With Prolog the big issue is that statistical AI algorithms tend to go a lot faster with mutable, indexable data structures and those don't have a lot of support in Prolog. What is it that's really bothering you with Haskell? Could you give an example?
[Note: I'm a Haskell noob, but I should be able to handle code examples]
I've not used Idris too much, so I can't say for sure. My guess is that the answer is that it could do everything I want type-system-wise, but there are things I want outside of the type sytem that I don't think it could do.
For example, I want the compiler to automatically rewrite my code to be much more efficient and numerically stable (see the HerbiePlugin to the GHC compiler which goes this https://github.com/mikeizbicki/HerbiePlugin). My understanding is that the Idris compiler gets much less engineering work done on it (outside of the type system), and so getting efficient running code will be too difficult.
I think it's pretty interesting considering the level of optimization that Hlearn has that the author mentions the poor support for numerical computing. I have two questions.
1. Which are the things that Haskell is missing for numerical computing. Is it something related to the language standard or to the compiler?
2. I have read the info for SubHask but I haven't got enough context to really understand why the alternative Prelude might help with numerical computing. Could you explain it a bit more, please?
It's common in machine learning to define a parameter space $\Theta$ that is a subset of Euclidean space with a number of constraints. For a simple example, $Theta$ could be an elipse embedded in $R^2$. In existing Haskell, it is easy to make $R^2$ correspond to a a type, and then do automatic differentiation (i.e. backpropagation) over the space to learn the model. If, however, I want to learn over $\Theta$ instead, then I need to completely rewrite all my code. In my ideal language, it would be easy to define complex types like $\Theta$ that are subtypes of $\R^2$, and have all my existing code automatically work on this constrained parameter space.

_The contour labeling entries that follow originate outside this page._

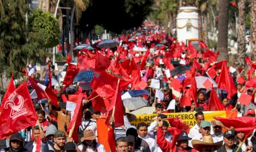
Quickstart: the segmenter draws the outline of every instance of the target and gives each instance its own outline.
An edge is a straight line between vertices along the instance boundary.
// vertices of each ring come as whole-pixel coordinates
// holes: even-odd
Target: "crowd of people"
[[[249,65],[242,68],[237,67],[237,69],[234,65],[229,64],[230,67],[235,69],[228,71],[228,76],[232,78],[228,79],[236,87],[234,93],[231,93],[230,89],[225,90],[220,87],[198,87],[194,86],[195,83],[193,83],[193,79],[195,76],[207,77],[216,84],[220,83],[222,81],[220,77],[224,71],[222,65],[225,64],[226,67],[226,62],[216,63],[218,53],[210,50],[202,42],[197,50],[191,43],[185,46],[184,43],[177,42],[176,38],[168,35],[164,30],[157,28],[156,30],[156,28],[150,27],[148,30],[145,29],[146,28],[144,27],[137,30],[137,32],[140,34],[139,36],[123,35],[117,39],[120,45],[116,47],[100,48],[96,44],[94,45],[95,50],[86,50],[79,52],[83,52],[82,54],[92,58],[98,51],[110,61],[110,65],[104,69],[107,73],[126,81],[132,79],[130,83],[131,85],[127,84],[121,90],[122,92],[134,89],[148,89],[150,92],[149,94],[139,96],[148,101],[148,106],[154,107],[156,110],[154,113],[156,114],[156,118],[150,125],[143,122],[139,122],[136,126],[131,124],[129,114],[126,112],[129,109],[123,104],[123,125],[115,126],[117,120],[113,115],[109,119],[108,122],[113,128],[115,151],[255,151],[255,129],[247,135],[247,132],[237,130],[234,126],[227,126],[220,120],[205,120],[204,116],[205,112],[212,109],[210,106],[212,105],[209,104],[211,89],[216,89],[216,96],[221,104],[221,109],[219,108],[218,110],[231,110],[238,112],[238,117],[247,116],[251,117],[251,120],[255,119],[256,89],[251,84],[253,83],[251,75],[254,72],[252,70],[254,69],[251,61],[248,61],[247,59],[246,63],[249,63]],[[139,50],[141,48],[148,51]],[[78,60],[81,59],[79,56],[78,58]],[[88,59],[86,59],[85,65],[78,61],[77,66],[82,67],[83,70],[86,68],[92,70],[93,68],[86,64],[88,61]],[[123,64],[126,61],[129,61],[127,67]],[[46,86],[51,85],[49,75],[54,75],[54,67],[51,66],[51,61],[48,61],[47,64],[41,75],[45,79]],[[27,67],[28,77],[36,79],[36,69],[32,63],[30,63]],[[49,69],[49,68],[51,69]],[[184,70],[184,68],[187,69]],[[49,71],[52,73],[49,73]],[[245,74],[247,71],[248,76]],[[139,77],[137,79],[139,80],[135,80],[135,77]],[[241,81],[242,78],[244,78],[244,81]],[[152,79],[159,80],[158,90],[164,95],[162,99],[156,98],[156,89],[152,87]],[[147,85],[141,86],[141,81]],[[97,120],[106,116],[106,112],[94,108],[96,107],[95,104],[99,104],[98,99],[96,98],[92,100],[91,98],[89,100],[88,97],[92,96],[94,90],[92,88],[83,88],[82,82],[74,83],[66,86],[64,91],[61,93],[57,93],[58,107],[53,104],[51,99],[40,101],[37,101],[36,98],[34,99],[38,123],[1,140],[0,151],[106,151],[104,145],[98,141],[98,135],[103,132],[98,131],[98,128],[102,126],[97,125]],[[31,93],[35,88],[33,88],[30,81],[28,81],[27,85]],[[195,87],[195,91],[192,89],[193,87]],[[193,93],[195,91],[196,96]],[[77,95],[79,93],[84,94],[81,101],[82,119],[77,132],[75,132],[78,140],[75,140],[73,136],[70,136],[67,132],[67,127],[73,112],[66,110],[67,101],[64,101],[63,95],[67,97],[69,95]],[[239,100],[241,94],[251,97],[249,104],[245,105]],[[184,106],[183,99],[185,97],[189,98],[190,103]],[[113,101],[102,98],[102,101],[106,100],[108,102]],[[172,102],[174,102],[174,106],[170,108],[169,105]],[[99,106],[97,106],[98,108]],[[106,107],[108,110],[109,106],[108,108],[107,105],[100,108],[102,107]],[[179,132],[174,134],[169,129],[172,126],[170,126],[171,122],[165,115],[166,113],[173,112],[194,112],[197,124],[191,128],[181,128]],[[256,121],[253,122],[255,123],[253,124],[255,128]],[[110,143],[109,145],[110,149],[113,150],[111,149]]]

See bos's comment above. It's mostly just poor relative to what I wish it had. You can see the subhask library for a small taste of what I wish it had.
Also, correct me if I'm wrong, but the state of the art seems to be happening in Tensorflow/Keras; so committing to a different platform could mean you are systematically lagging behind in this new field.
Then don't use Haskell! I'm having a hard time understanding if your question is actually genuine or if you're just dropping by the Haskell thread to explain why you're not into using Haskell.
>Grenade layers are normal haskell data types which are an instance of Layer, so it's easy to build one's own downstream code. We do however provide a decent set of layers, including convolution, deconvolution, pooling, pad, crop, logit, relu, elu, tanh, and fully connected.
This is a bit awkward for me as I've paused the development of HLearn and emphatically do not recommend anyone use it. The main problem is that Haskell (which I otherwise love) has poor support for numerical computing. I've tried developing an alternative standard library to improve the situation (https://github.com/mikeizbicki/subhask), but Haskell's type system isn't yet powerful enough to do what I want. I'm sure the type system will have the needed features in 5-10 years, and I'd rather wait and do it right.
If you have any questions, I'd be happy to answer them.